What's the complexity of a recursive program to find factorial of a number n? My hunch is that it might be O(n)
Yes, the standard recursive implementation of the factorial function is O(n)
. It's often used as an example to illustrate recursion, along with the Fibonacci function.
That said, you can also do some crazy stuff with recursion and make it perform a lot better or a lot worse.
If you take multiplication as O(1)
, then yes, O(N)
is correct. However, note that multiplying two numbers of arbitrary length x
is not O(1)
on finite hardware -- as x
tends to infinity, the time needed for multiplication grows (e.g. if you use Karatsuba multiplication, it's O(x ** 1.585)
). (You can theoretically do better for sufficiently huge numbers with Schönhage-Strassen, but I confess I have no real world experience with that one;-). x
, the "length" or "number of digits" (in whatever base, doesn't matter for big-O anyway;-) of N, grows with O(log N)
, of course.
If you mean to limit your question to factorials of numbers short enough to be multiplied in O(1)
, then there's no way N
can "tend to infinity" and therefore big-O notation is inappropriate.
Assuming you're talking about the most naive factorial algorithm ever:
factorial (n):
if (n = 0) then return 1
otherwise return n * factorial(n-1)
Yes, the algorithm is linear, running in O(n) time.

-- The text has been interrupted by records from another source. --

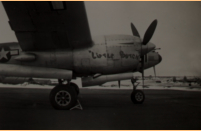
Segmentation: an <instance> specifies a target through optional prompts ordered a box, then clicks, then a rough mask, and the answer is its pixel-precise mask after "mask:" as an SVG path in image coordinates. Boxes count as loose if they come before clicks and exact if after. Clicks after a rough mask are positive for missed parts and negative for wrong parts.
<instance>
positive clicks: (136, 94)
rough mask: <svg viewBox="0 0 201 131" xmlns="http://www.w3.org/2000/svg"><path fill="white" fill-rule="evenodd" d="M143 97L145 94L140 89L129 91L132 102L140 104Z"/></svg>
mask: <svg viewBox="0 0 201 131" xmlns="http://www.w3.org/2000/svg"><path fill="white" fill-rule="evenodd" d="M144 99H145V95H144V93H143V92H142V91H141V90H135V91H133V92H132V93H131V100H132V102H133V103H134V104H142V103H143V102H144Z"/></svg>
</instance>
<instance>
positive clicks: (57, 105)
mask: <svg viewBox="0 0 201 131" xmlns="http://www.w3.org/2000/svg"><path fill="white" fill-rule="evenodd" d="M50 103H51V104H52V106H53V107H54V108H55V109H58V110H68V109H70V108H72V107H73V106H75V104H76V103H77V93H76V91H75V89H74V87H72V86H67V85H58V86H56V87H54V88H53V89H52V90H51V92H50Z"/></svg>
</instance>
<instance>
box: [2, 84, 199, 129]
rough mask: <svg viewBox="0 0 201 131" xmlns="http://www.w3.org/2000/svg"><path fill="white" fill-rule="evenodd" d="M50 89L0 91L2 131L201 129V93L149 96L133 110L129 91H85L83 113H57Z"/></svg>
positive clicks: (92, 89)
mask: <svg viewBox="0 0 201 131" xmlns="http://www.w3.org/2000/svg"><path fill="white" fill-rule="evenodd" d="M49 92H50V89H25V88H0V129H1V130H2V129H11V130H13V129H29V130H30V129H35V130H37V129H49V130H51V129H65V130H70V129H82V130H84V129H116V130H117V129H122V130H126V129H127V130H130V129H132V130H137V129H150V130H151V129H155V130H156V129H160V130H161V129H163V130H164V129H168V130H170V129H180V130H184V129H188V130H193V129H197V130H200V129H201V92H194V91H191V92H188V91H176V90H145V95H146V100H145V102H144V103H143V104H142V105H134V104H133V103H132V102H131V100H130V93H131V90H109V89H107V90H105V89H102V90H99V89H81V91H80V92H81V94H80V96H79V100H80V102H81V104H82V106H83V108H84V110H72V111H67V110H66V111H65V110H64V111H60V110H54V109H53V108H52V107H51V105H50V103H49Z"/></svg>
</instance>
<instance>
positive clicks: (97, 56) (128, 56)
mask: <svg viewBox="0 0 201 131" xmlns="http://www.w3.org/2000/svg"><path fill="white" fill-rule="evenodd" d="M89 53H91V57H92V58H93V59H98V58H102V57H104V58H112V59H113V58H114V54H113V53H103V54H100V53H96V52H93V51H90V50H89ZM119 55H120V57H121V58H122V59H128V58H132V59H138V58H139V55H138V54H126V53H124V52H123V51H120V52H119Z"/></svg>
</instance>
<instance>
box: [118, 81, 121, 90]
mask: <svg viewBox="0 0 201 131" xmlns="http://www.w3.org/2000/svg"><path fill="white" fill-rule="evenodd" d="M118 85H119V88H120V85H121V81H120V80H118Z"/></svg>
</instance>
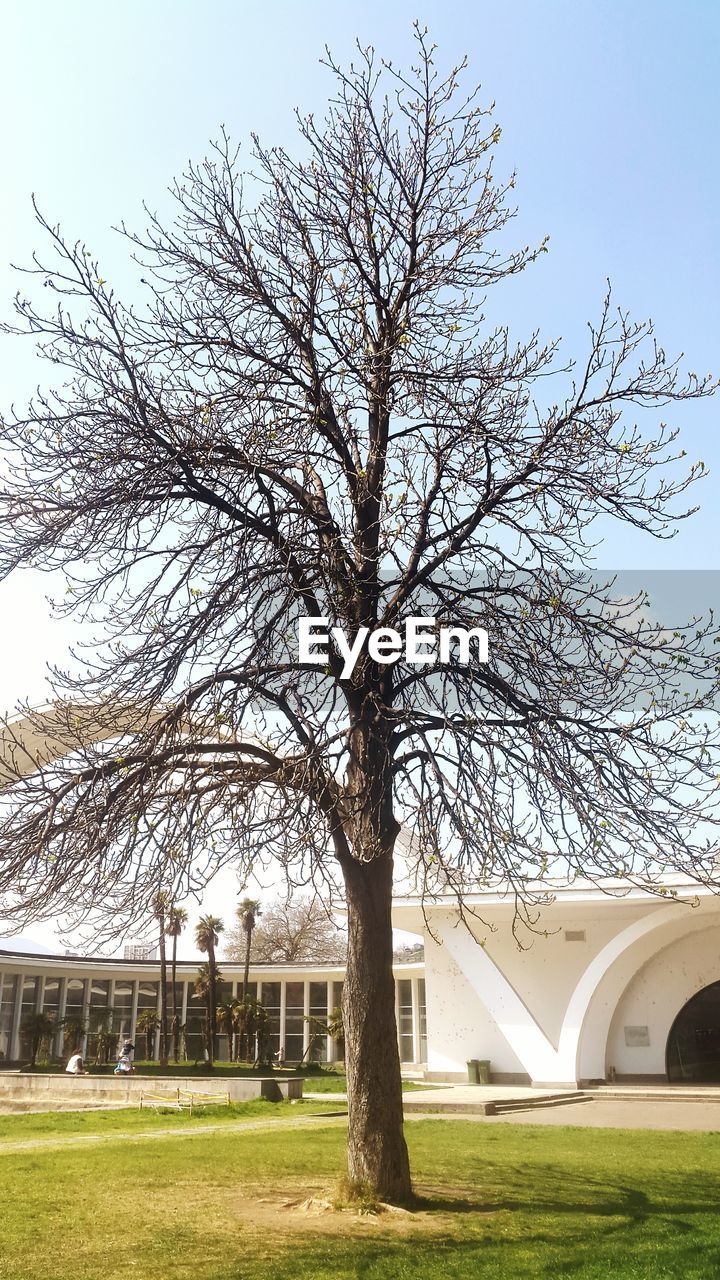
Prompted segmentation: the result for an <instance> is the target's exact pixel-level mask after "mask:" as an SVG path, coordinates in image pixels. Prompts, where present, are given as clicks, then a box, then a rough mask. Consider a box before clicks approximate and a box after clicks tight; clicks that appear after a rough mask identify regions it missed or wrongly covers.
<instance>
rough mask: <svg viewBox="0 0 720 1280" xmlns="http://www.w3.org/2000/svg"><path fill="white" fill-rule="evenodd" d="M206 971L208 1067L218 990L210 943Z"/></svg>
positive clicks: (216, 1003)
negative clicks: (215, 977)
mask: <svg viewBox="0 0 720 1280" xmlns="http://www.w3.org/2000/svg"><path fill="white" fill-rule="evenodd" d="M208 969H209V978H210V980H209V997H208V1024H209V1025H208V1052H209V1056H210V1066H214V1065H215V1056H217V1055H215V1018H217V1009H218V989H217V978H215V973H217V964H215V947H214V945H213V942H211V941H210V942H209V945H208Z"/></svg>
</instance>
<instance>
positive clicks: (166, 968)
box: [160, 918, 174, 1068]
mask: <svg viewBox="0 0 720 1280" xmlns="http://www.w3.org/2000/svg"><path fill="white" fill-rule="evenodd" d="M173 991H174V988H173ZM167 1065H168V961H167V956H165V919H164V918H163V919H161V920H160V1066H163V1068H164V1066H167Z"/></svg>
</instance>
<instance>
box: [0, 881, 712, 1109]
mask: <svg viewBox="0 0 720 1280" xmlns="http://www.w3.org/2000/svg"><path fill="white" fill-rule="evenodd" d="M665 887H666V888H667V890H669V891H670V890H674V891H676V892H678V895H679V896H680V897H692V899H694V904H696V905H689V904H688V902H684V901H676V900H674V899H671V897H662V896H661V897H657V896H652V895H650V893H648V892H643V891H641V890H638V888H628V886H626V884H625V886H624V884H621V883H615V884H606V886H605V890H606V892H603V891H601V890H600V888H598V887H596V886H594V884H592V883H589V882H585V883H583V882H575V883H574V884H571V886H556V887H555V890H553V892H555V901H553V902H552V904H551V905H548V906H546V908H543V909H542V913H541V918H539V920H538V924H537V929H538V932H537V933H536V934H533V936H530V934H525V937H524V943H525V945H524V948H523V947H519V946H518V943H516V941H515V938H514V936H512V928H511V924H512V902H511V900H510V899H509V897H507V896H506V895H502V893H501V892H498V891H488V890H486V891H483V892H482V893H478V895H474V896H471V897H470V899H469V900H468V905H469V906H470V908H471V909H473V910H474V911H475V913H477V918H475V919H474V920H473V919H470V927H471V932H470V929H468V928H466V927H465V925H464V924H462V923H461V920H460V915H459V911H457V908H456V906H455V905H454V904H452V902H451V901H450V900H447V899H445V900H443V899H438V900H436V901H433V902H425V905H424V910H423V905H421V902H420V900H419V899H416V897H413V896H405V897H398V899H397V900H396V904H395V924H396V925H397V927H398V928H402V929H407V931H410V932H416V933H423V934H424V940H425V961H424V965H423V963H414V964H405V965H396V972H395V978H396V1016H397V1033H398V1047H400V1056H401V1061H402V1062H404V1064H405V1065H406V1066H410V1065H413V1066H416V1068H423V1069H424V1070H427V1074H428V1076H429V1078H430V1079H436V1080H461V1079H466V1062H468V1060H469V1059H487V1060H489V1062H491V1070H492V1078H493V1080H496V1082H498V1083H533V1084H538V1085H550V1084H579V1083H587V1082H589V1080H606V1079H619V1080H637V1082H642V1080H647V1082H664V1080H666V1079H670V1080H675V1082H679V1083H682V1082H706V1083H710V1082H715V1083H717V1082H720V928H719V925H720V900H719V899H717V897H715V896H714V895H711V893H705V892H702V893H700V895H698V896H697V897H694V892H693V888H692V886H689V884H685V883H683V882H680V881H679V879H675V881H674V882H670V881H666V882H665ZM607 890H610V892H607ZM480 918H482V922H484V923H480ZM196 968H197V966H196V964H192V963H187V961H183V963H178V988H177V1005H178V1014H179V1016H181V1021H182V1023H183V1024H186V1027H187V1053H188V1059H190V1060H191V1061H192V1060H195V1059H200V1057H201V1055H202V1041H201V1018H202V1002H201V1000H200V998H199V997H196V996H195V991H193V978H195V973H196ZM220 969H222V979H223V980H222V986H220V992H219V998H220V1001H227V1000H228V998H232V997H233V996H236V995H237V991H238V986H240V984H241V980H242V966H241V965H237V964H234V965H233V964H228V963H227V961H225V963H223V961H220ZM342 979H343V972H342V968H338V966H328V965H286V966H277V965H275V966H270V965H255V966H252V969H251V974H250V982H251V991H252V992H255V993H256V995H258V996H259V998H260V1000H261V1002H263V1004H264V1005H265V1006H266V1009H268V1010H269V1014H270V1030H272V1047H273V1050H277V1048H279V1047H281V1046H282V1047H283V1048H284V1055H286V1059H287V1061H288V1062H292V1061H297V1060H300V1059H301V1057H302V1055H305V1056H311V1057H313V1059H315V1060H316V1061H328V1060H332V1059H333V1056H336V1055H337V1044H336V1042H333V1041H332V1039H331V1038H329V1037H324V1036H322V1037H318V1036H316V1034H314V1032H313V1025H314V1024H313V1021H311V1020H310V1019H318V1020H319V1021H322V1020H323V1019H324V1018H327V1014H328V1011H332V1010H333V1009H334V1007H337V1006H338V1005H340V1001H341V995H342ZM425 992H427V998H425ZM158 1002H159V965H158V963H156V961H129V960H101V959H97V957H88V959H82V957H72V959H69V957H50V956H37V955H22V954H13V952H10V951H4V952H3V951H0V1053H3V1055H4V1057H5V1060H6V1061H8V1060H17V1059H19V1057H20V1056H27V1043H26V1044H23V1032H22V1024H23V1015H24V1014H28V1012H36V1011H40V1010H45V1011H53V1012H55V1014H56V1016H58V1018H68V1016H74V1018H76V1019H79V1020H81V1021H82V1023H85V1024H86V1025H87V1027H88V1028H90V1034H88V1044H87V1052H88V1057H90V1060H92V1053H94V1036H95V1032H96V1029H97V1028H99V1027H100V1025H108V1023H109V1020H110V1025H111V1032H113V1034H117V1036H118V1038H120V1037H123V1036H126V1034H132V1036H137V1034H138V1033H137V1019H138V1018H140V1015H141V1014H142V1011H143V1010H146V1009H158ZM169 1005H170V1006H172V997H170V1000H169ZM425 1005H427V1009H425ZM220 1056H227V1046H224V1043H223V1041H222V1042H220Z"/></svg>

This is the case because it executes once every time it decrements the value n
, and it decrements the value n
until it reaches 0
, meaning the function is called recursively n
times. This is assuming, of course, that both decrementation and multiplication are constant operations.
Of course, if you implement factorial some other way (for example, using addition recursively instead of multiplication), you can end up with a much more time-complex algorithm. I wouldn't advise using such an algorithm, though.